あと、個人的に面白かったのはめちゃくちゃな英語表記ですね。その中でもトップクラスなのがこの秦堰楼の階段での注意書き、何をどう翻訳したら上り階段がThus onになるのか、永遠の謎です。

Downhill 看板

ダウンヒルってそれはスポーツかなんだだろ…

「飛行機、明日のやつに変えといたから」(唐突)

フグ
フグ(迫真)

5日目は現地の大学を訪問していたので再び成都市街をぶらつくくらいで終了。

そして、6日目の朝に成都双流国際空港に向かい、日本に向けて出発。そして、ここでも当然のごとく飛行機が遅延。しかも、北京首都国際空港での乗り継ぎ便が最終便であったため、メールで「明日の朝一の便に変えといたから」とだけ送られてきました。宿泊場所はおろか、バウチャーすらなし。幸い、英語が堪能なメンバーがいたため中国国際航空のカウンターで事情を説明。さんざんたらい回しにされた挙句、突然「こっち来い」みたいな感じでバスに乗せられました。

そして連れてこられたのがこのホテル。

余力がなかったので写真はありませんが、このホテルの「古い方の棟」に案内されました。まず入り口や廊下が薄暗い時点で察していましたが、「なるほどな~」という感じの部屋でした。というわけで薄暗い部屋で一泊し、翌日の朝4:30にフロントからの電話で起こされてバスで北京首都国際空港に向かい、+1日で無事日本に帰国しました。

感想や学んだこと

ココナッツ飲料
どこぞのネットメディアで取り上げられてた飲料

章タイトルがなんか小学校で出される課題みたいになりましたが、最後に今回の旅行で感じた中国の印象や旅行に行く際に役立つ情報をまとめます。

通信環境について(Google遮断・ローミング)

まず、中国での携帯電話回線の確保ですが、私は現地SIMやモバイルルーターではなく、普段使用しているキャリアの国際ローミングサービス(DoCoMo 世界そのままギガ)を使用しました。国際ローミングといえば一昔前までクッソ高いイメージがありましたが、1週間・データ使い放題で5000円程度、しかも普段使っているSIMのまま、ローミング設定をONにするだけでそのまま使えるので、格安SIMでなければそのキャリアのローミングサービスを使うのがいいでしょう。

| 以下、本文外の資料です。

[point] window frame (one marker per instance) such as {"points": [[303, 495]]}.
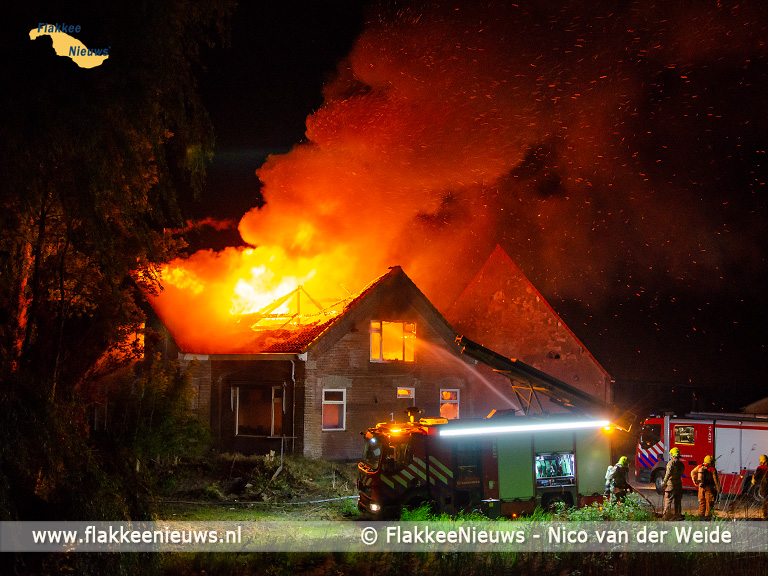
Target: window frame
{"points": [[377, 327], [342, 403]]}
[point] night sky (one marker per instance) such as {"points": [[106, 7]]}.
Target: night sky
{"points": [[616, 151]]}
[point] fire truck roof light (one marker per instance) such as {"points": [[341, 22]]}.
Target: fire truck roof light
{"points": [[543, 427]]}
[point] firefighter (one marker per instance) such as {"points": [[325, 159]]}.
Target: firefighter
{"points": [[619, 485], [673, 487], [760, 482], [704, 476]]}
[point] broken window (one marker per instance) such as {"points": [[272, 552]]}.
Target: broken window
{"points": [[449, 404], [334, 409], [393, 341], [258, 410]]}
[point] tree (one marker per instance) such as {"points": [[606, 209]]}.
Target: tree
{"points": [[96, 166]]}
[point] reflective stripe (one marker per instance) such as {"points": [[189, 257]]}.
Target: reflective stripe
{"points": [[439, 464], [420, 469]]}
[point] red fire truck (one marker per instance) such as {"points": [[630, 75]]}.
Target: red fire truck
{"points": [[735, 440], [506, 465]]}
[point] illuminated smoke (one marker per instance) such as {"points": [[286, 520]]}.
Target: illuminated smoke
{"points": [[580, 137]]}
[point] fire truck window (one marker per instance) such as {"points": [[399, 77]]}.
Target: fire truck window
{"points": [[334, 409], [449, 404], [393, 341], [683, 434], [372, 451], [650, 435], [554, 469]]}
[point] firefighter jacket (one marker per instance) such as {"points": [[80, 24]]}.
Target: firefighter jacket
{"points": [[673, 479], [619, 479]]}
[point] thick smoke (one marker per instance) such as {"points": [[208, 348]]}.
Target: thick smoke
{"points": [[570, 135]]}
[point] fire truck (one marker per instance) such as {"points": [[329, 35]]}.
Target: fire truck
{"points": [[735, 440], [507, 464]]}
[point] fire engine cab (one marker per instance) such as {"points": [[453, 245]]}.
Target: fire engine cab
{"points": [[735, 440]]}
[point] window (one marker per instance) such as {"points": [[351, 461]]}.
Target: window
{"points": [[449, 404], [258, 410], [683, 434], [334, 409], [393, 341]]}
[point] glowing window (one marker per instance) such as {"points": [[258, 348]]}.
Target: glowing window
{"points": [[683, 434], [334, 409], [392, 341], [449, 404]]}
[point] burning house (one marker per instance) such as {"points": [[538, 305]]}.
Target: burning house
{"points": [[311, 386]]}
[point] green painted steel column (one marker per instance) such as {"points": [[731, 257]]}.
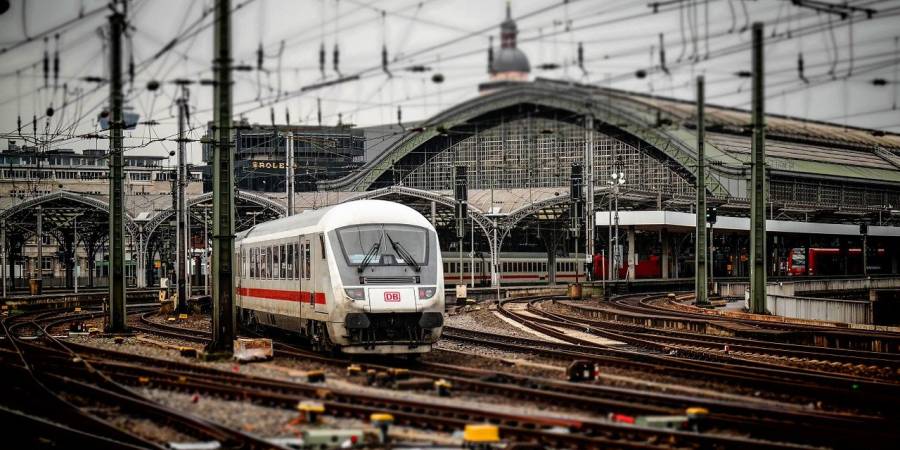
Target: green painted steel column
{"points": [[700, 246], [223, 317], [116, 266], [758, 181]]}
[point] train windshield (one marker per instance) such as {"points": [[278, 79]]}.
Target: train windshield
{"points": [[384, 245]]}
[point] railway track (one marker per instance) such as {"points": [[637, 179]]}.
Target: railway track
{"points": [[875, 366], [56, 390], [769, 421], [559, 432], [655, 307], [841, 389], [765, 424]]}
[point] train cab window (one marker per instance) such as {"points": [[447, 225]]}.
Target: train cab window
{"points": [[306, 260]]}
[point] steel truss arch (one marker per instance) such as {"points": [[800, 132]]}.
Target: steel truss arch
{"points": [[609, 110], [154, 222], [132, 227]]}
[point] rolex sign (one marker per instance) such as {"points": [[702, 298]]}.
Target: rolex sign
{"points": [[268, 165]]}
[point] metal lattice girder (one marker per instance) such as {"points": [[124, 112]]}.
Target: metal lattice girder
{"points": [[161, 217], [130, 225], [569, 98]]}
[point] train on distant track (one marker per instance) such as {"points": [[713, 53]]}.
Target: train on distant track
{"points": [[360, 277]]}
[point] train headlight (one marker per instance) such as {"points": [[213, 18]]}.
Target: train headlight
{"points": [[356, 293], [426, 292]]}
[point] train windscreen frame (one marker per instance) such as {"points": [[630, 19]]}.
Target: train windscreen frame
{"points": [[358, 241]]}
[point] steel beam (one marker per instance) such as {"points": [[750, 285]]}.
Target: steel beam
{"points": [[700, 249], [223, 317], [116, 267], [758, 181]]}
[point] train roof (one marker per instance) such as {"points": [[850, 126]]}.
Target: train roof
{"points": [[333, 217]]}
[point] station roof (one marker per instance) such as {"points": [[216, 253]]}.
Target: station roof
{"points": [[800, 146], [674, 220]]}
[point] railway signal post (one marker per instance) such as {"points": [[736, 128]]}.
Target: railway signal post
{"points": [[223, 322]]}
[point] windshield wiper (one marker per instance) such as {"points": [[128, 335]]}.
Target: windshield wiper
{"points": [[407, 258], [369, 256]]}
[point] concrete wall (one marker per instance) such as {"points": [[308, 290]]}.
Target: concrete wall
{"points": [[831, 310]]}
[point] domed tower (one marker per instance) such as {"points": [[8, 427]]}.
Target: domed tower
{"points": [[508, 64]]}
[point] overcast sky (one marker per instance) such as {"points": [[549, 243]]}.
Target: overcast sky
{"points": [[449, 37]]}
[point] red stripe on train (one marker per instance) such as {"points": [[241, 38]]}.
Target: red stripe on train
{"points": [[277, 294]]}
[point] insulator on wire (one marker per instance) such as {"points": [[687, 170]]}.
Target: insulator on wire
{"points": [[800, 68], [322, 59], [131, 69], [46, 64], [384, 60], [490, 54], [662, 55], [259, 57], [335, 58], [56, 62], [581, 58], [319, 110]]}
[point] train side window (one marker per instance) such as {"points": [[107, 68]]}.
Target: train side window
{"points": [[289, 265], [302, 262], [276, 262], [306, 260], [281, 267]]}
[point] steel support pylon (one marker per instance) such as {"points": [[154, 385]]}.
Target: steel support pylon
{"points": [[758, 181], [700, 250], [116, 266], [223, 317]]}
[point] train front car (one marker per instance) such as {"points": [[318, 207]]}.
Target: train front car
{"points": [[363, 277], [387, 278]]}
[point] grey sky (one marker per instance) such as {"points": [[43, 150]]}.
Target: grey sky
{"points": [[450, 37]]}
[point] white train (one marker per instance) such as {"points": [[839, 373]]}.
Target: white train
{"points": [[515, 268], [363, 277]]}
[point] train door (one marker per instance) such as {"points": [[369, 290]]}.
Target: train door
{"points": [[240, 276], [319, 274]]}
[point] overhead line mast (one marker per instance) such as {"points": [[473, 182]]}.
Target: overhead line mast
{"points": [[223, 317]]}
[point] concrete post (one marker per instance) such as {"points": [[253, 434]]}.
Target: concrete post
{"points": [[758, 181]]}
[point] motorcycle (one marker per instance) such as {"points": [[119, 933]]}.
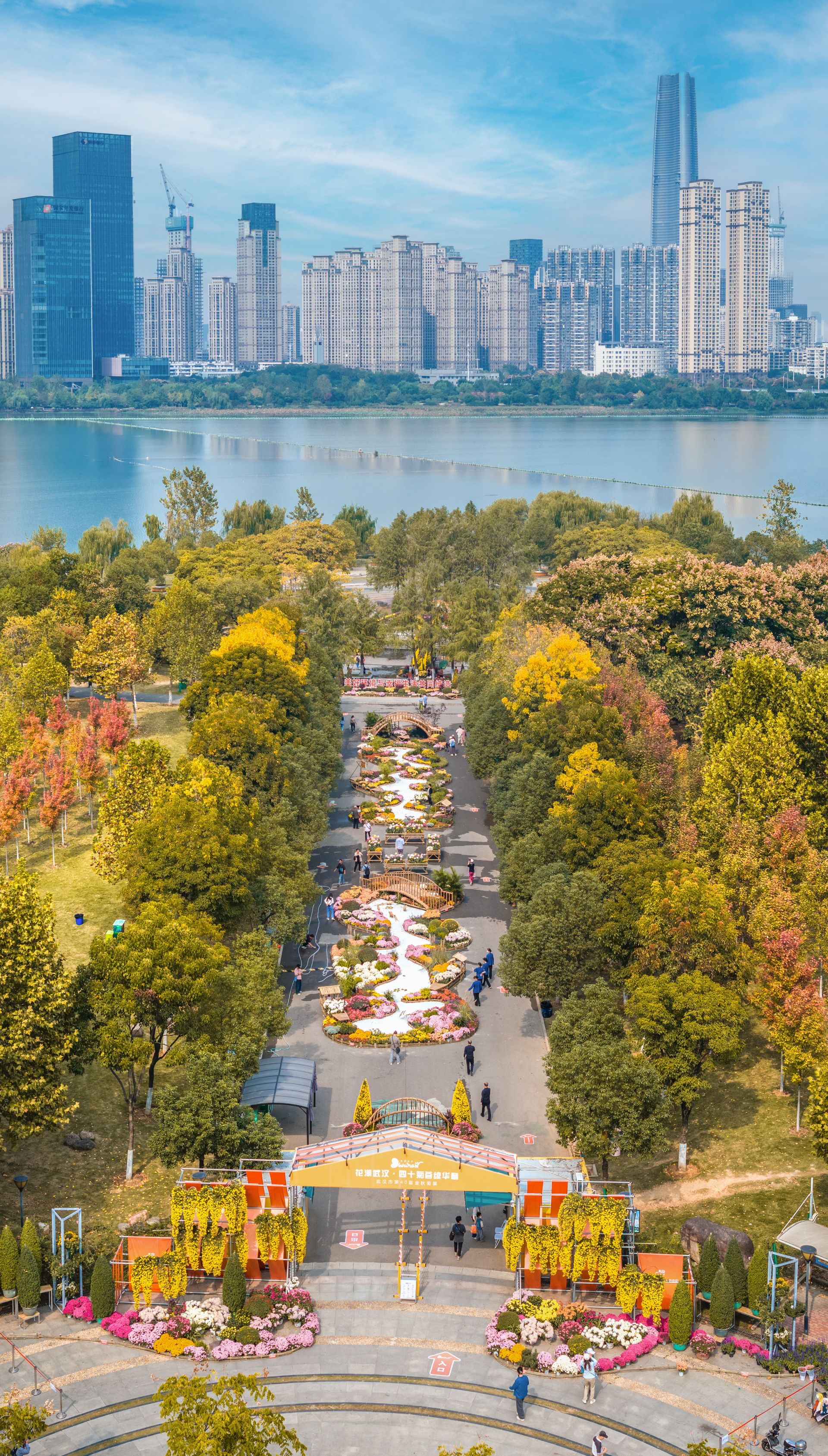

また、中国と言えばGFWによるGoogle遮断が有名ですが、これはローミングを使うと普通にGoogleを使えるうえにVPNサービスについても普通のL2TP VPNやSSL VPNが現地回線で問題なく使えたので正直ザルです。ただし、Googleの地図や検索は情報量の観点から使い物にならないので百度の利用は必須です。私は地図は高德地图アプリをインストールして使用していました。

現地での決済について

現地での支払いは、よく言われている通りすべてWeChatで払えると考えてOKでした。実際、私はこの滞在中に一度も現金を使用しませんでした。WeChatアプリは日本語にも対応していますし、一般的なクレジットカードも紐づけできるので渡航前に設定しておけば現地での決済は心配いらないでしょう。なお、私はカードで外貨決済するとレートが悪いので研究室内の日本円が欲しい中国人の学生に日本円を渡し、WeChatで人民元を送ってもらうことで通常より良いレートで人民元を入手しました。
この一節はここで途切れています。